Senior Software Engineer, AI Infrastructure

The Allen Institute for Artificial Intelligence•Seattle, WA

1d•Onsite

About The Position

Persons in these roles are expected to work from our offices in Seattle. On-site requirements vary based on position and team. If you have questions about on-site work arrangements for this role, please ask your recruiter. Our base salary range is $126,000 - $189,000, and in addition we have generous bonus plans to provide a competitive compensation package. Ai2 remains a lighthouse for Open Science. Founded by the late Paul Allen, we are a non-profit research institute dedicated to building AI for the common good.

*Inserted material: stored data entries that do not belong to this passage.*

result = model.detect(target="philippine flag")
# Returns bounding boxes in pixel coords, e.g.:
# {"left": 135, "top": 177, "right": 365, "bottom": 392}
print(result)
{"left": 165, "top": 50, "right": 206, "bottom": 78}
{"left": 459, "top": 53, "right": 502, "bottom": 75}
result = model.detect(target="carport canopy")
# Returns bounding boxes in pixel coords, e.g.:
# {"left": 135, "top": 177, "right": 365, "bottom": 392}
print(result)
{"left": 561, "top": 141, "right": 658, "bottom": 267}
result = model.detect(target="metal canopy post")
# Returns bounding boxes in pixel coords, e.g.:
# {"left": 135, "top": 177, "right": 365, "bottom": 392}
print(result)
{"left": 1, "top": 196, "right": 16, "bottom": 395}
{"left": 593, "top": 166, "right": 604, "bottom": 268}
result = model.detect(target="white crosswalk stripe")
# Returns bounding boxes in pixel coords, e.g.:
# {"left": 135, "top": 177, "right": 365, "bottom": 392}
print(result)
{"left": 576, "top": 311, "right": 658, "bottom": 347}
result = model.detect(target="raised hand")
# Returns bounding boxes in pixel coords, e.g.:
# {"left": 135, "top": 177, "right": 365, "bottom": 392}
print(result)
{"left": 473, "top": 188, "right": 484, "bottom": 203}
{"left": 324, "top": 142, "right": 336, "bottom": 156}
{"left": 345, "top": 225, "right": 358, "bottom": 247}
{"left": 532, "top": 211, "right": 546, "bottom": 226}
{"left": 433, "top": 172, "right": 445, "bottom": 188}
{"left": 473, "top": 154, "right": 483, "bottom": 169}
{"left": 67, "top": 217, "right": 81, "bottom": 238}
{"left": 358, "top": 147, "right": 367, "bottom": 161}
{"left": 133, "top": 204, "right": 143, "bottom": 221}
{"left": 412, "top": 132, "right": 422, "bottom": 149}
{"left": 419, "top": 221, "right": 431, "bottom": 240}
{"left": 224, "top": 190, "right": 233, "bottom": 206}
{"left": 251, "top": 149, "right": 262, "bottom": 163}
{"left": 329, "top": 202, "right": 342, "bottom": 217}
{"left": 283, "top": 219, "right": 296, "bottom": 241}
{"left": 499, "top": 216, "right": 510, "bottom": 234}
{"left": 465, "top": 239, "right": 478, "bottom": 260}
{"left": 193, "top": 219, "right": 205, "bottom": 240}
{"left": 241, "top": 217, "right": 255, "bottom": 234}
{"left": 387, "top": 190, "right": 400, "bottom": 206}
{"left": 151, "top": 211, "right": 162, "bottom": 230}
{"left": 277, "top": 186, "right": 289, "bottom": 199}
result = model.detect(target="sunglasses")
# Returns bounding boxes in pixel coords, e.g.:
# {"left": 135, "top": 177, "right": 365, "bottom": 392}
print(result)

We don't have a stock price to defend or a walled garden to protect. Instead, we have a mission: to provide the global research community with the transparent, high-performance foundations they need to achieve humanity-enriching breakthroughs. We operate at the pace and scale of a world-class tech startup but with the intellectual soul of a research lab. We build and operate systems like Beaker to coordinate the simultaneous training of frontier models (like OLMo) across massive GPU clusters. Our job is to ensure that the next great AI breakthrough isn't stalled by a resource bottleneck or a proprietary gatekeeper. At Ai2, we believe that the most important AI breakthroughs should be transparent and accessible. Your challenge is to build the infrastructure that makes this possible. You will bridge the gap between our researchers and our GPU clusters. You will be a senior technical contributor responsible for ensuring that when a researcher submits a job, the software schedules it intelligently and the hardware executes it flawlessly.

Requirements

8+ years of professional experience developing business-critical software and operating large-scale compute infrastructure.
Proficiency in Go and/or Python preferred.
Bachelor’s degree in related field; relevant advanced degree may substitute for equivalent years of technical work experience.
Expert-level knowledge of Linux internals, and container runtimes like Docker.
A proven track record of designing, debugging, and optimizing high-scale distributed systems and databases.
Exceptional writing skills and the ability to drive consensus across diverse groups of researchers and engineers.
A principled approach to engineering: You care about how systems are built and are excited by the unique constraints and freedoms of a non-profit research environment.

Nice To Haves

Applied experience with workload schedulers (like Kubernetes or Slurm) and high-performance networking (NCCL and InfiniBand).
Prior experience training or fine-tuning frontier AI models.
Deep systems administration expertise or "Site Reliability Engineering" (SRE) background in an HPC context.
Experience contributing to open-source infrastructure or orchestration projects.
Familiarity with on-prem storage systems like WEKA and Ceph.

Responsibilities

Independently design and deliver critical systems that span the entire stack—from the Beaker job scheduler to the execution runtime.
Build innovative tooling and software-defined infrastructure to accelerate researcher velocity and automate cluster health management.
Conduct root-cause analysis on complex distributed system failures and implement optimizations for distributed workloads.
Provide valuable input into the roadmap for managing large-scale HPC systems, including the deployment of compute, networking, and storage in partnership with leadership.
Foster a high-performance culture by reviewing code/design docs, mentoring team members, and driving process improvements within the team.
Effectively communicate and collaborate with internal research staff to share system designs, gather feedback, and support engineers on implementation tasks.